WHEN TO CALL YOUR DOCTOR

Serious adverse events are rare following orchiectomy or retroperitoneal lymph node dissection, it is important for patients to recognize these events and know when to contact their surgeon. You should contact your surgeon or primary care doctor immediately if any of the following occur:

  • Worsening pain over the ensuing days following your surgery despite the use of oral pain medication/.
  • Fevers >101o F may indicate a serious infection within the urinary tract. 
  • Nausea and vomiting
  • Chest pain or difficulty breathing

Frequently Asked Questions (FAQs)

Will I need radiation therapy or chemotherapy after my orchiectomy?
Depending on the type of cancer or extent of cancer, patients may benefit from radiation therapy or chemotherapy after orchiectomy with the purpose of eradicating other possible sites of tumor spread.
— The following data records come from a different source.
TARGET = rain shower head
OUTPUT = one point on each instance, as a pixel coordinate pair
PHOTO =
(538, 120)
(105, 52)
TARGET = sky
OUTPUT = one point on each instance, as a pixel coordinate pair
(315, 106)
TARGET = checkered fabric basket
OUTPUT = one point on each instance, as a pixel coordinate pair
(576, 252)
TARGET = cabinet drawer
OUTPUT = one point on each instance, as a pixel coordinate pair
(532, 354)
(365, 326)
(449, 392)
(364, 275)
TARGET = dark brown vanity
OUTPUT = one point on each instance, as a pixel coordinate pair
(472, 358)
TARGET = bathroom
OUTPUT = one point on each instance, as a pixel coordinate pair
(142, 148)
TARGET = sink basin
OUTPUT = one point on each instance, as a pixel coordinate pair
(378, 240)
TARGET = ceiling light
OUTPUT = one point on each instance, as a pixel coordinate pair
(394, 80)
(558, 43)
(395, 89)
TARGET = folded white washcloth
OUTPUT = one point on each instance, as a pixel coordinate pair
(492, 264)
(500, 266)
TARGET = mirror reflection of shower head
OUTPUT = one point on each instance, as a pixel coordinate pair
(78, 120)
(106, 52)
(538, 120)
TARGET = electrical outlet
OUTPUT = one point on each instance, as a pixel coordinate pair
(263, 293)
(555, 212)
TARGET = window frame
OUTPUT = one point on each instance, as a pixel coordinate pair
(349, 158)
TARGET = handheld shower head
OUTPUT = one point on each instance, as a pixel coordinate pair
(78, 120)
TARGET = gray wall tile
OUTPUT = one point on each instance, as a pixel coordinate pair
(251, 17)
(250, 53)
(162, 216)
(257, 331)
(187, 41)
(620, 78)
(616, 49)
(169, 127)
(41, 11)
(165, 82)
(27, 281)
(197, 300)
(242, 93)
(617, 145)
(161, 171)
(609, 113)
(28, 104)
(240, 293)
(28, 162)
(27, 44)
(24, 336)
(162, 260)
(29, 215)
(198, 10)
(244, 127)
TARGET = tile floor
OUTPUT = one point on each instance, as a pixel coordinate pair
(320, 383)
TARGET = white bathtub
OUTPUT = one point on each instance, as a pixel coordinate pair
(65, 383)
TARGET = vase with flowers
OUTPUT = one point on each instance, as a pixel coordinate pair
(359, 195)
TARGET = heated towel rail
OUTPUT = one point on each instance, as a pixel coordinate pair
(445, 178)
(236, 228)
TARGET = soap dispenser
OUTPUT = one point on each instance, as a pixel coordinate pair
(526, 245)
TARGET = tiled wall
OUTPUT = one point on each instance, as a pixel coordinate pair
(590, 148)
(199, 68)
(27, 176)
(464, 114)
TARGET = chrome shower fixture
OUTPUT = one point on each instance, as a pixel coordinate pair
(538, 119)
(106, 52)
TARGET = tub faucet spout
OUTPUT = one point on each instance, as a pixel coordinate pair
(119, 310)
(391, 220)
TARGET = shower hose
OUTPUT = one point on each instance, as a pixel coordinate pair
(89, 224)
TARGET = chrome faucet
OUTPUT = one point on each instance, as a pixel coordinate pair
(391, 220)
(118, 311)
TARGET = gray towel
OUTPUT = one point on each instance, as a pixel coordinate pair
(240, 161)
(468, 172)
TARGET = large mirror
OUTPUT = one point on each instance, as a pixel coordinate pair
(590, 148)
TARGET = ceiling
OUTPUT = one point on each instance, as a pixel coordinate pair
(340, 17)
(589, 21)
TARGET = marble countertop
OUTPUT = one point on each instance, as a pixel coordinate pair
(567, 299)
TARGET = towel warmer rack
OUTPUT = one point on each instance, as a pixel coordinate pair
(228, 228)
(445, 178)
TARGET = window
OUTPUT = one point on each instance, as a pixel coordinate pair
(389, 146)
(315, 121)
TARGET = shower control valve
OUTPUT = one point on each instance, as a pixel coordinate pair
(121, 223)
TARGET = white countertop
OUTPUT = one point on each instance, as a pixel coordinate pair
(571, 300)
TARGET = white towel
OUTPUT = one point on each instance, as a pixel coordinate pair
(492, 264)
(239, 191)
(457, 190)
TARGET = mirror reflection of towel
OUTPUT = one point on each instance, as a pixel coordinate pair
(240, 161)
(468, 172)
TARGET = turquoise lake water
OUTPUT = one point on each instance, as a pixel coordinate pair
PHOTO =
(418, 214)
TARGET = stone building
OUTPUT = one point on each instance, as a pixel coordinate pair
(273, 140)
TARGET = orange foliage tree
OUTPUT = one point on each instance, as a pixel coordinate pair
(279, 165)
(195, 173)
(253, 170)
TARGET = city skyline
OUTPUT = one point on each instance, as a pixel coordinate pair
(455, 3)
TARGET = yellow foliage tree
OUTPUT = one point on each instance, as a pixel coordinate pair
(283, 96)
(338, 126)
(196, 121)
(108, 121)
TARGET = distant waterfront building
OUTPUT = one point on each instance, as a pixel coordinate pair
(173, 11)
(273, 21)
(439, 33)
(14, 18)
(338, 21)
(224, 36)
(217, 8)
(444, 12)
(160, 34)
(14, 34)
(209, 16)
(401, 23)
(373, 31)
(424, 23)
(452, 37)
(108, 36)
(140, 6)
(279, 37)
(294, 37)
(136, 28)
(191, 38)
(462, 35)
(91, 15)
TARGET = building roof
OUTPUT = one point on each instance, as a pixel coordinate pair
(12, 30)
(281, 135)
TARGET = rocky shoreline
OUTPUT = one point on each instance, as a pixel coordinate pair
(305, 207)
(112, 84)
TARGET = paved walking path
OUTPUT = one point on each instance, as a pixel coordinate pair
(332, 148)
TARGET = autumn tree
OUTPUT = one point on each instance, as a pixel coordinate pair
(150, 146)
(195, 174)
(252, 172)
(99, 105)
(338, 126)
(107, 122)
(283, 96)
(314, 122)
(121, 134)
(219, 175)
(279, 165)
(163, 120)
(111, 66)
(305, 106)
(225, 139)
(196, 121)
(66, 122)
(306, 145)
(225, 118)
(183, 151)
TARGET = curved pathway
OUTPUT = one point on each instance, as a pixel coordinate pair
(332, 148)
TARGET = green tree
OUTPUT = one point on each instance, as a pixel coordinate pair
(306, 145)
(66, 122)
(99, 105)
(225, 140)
Duration of radiation therapy may range from 1-2 weeks.  Radiation therapy is administered under the advisement of a radiation oncologist. Administration of chemotherapy may range from 2-4 months.  Chemotherapy would be administrated under advisement of a medical oncologist. Upon completion of radiation therapy or chemotherapy, further blood work and X-rays will be performed to confirm response to radiation therapy or chemotherapy.

Will I need further treatment such as radiation or chemotherapy following surgery?
The need for further adjuvant therapy such as chemotherapy after retroperitoneal lymph node dissection will depend largely upon the stage of your testicular cancer. This will be discussed thoroughly with you in conjunction with a medical if needed.


How will my ejaculate return following surgery?
The ability to have antegrade (or forward) ejaculation depends on the presence of sympathetic nerves traveling in and around the retroperitoneal lymph nodes. If these nerves can be spared safely, then your ability to have antegrade ejaculation should be excellent.  However, as with any nerve, transient injury due to traction or manipulation during surgery may delay return of antegrade ejaculation for several months following surgery.

Will my erections be affected by RPLND?
No. The ability to have erections are governed by a separate set of nerves that arise from lower in your spinal cord that travel in your pelvis. These nerves will not be disturbed during RPLND surgery.

What is the overall success rate of surgery for testis cancer?
Prognosis of cancer-free survival is based upon the grade and stage of your particular cancer and will be discussed with you by your surgeon. However, cancer-free survival rates for testis cancer are extremely favorable.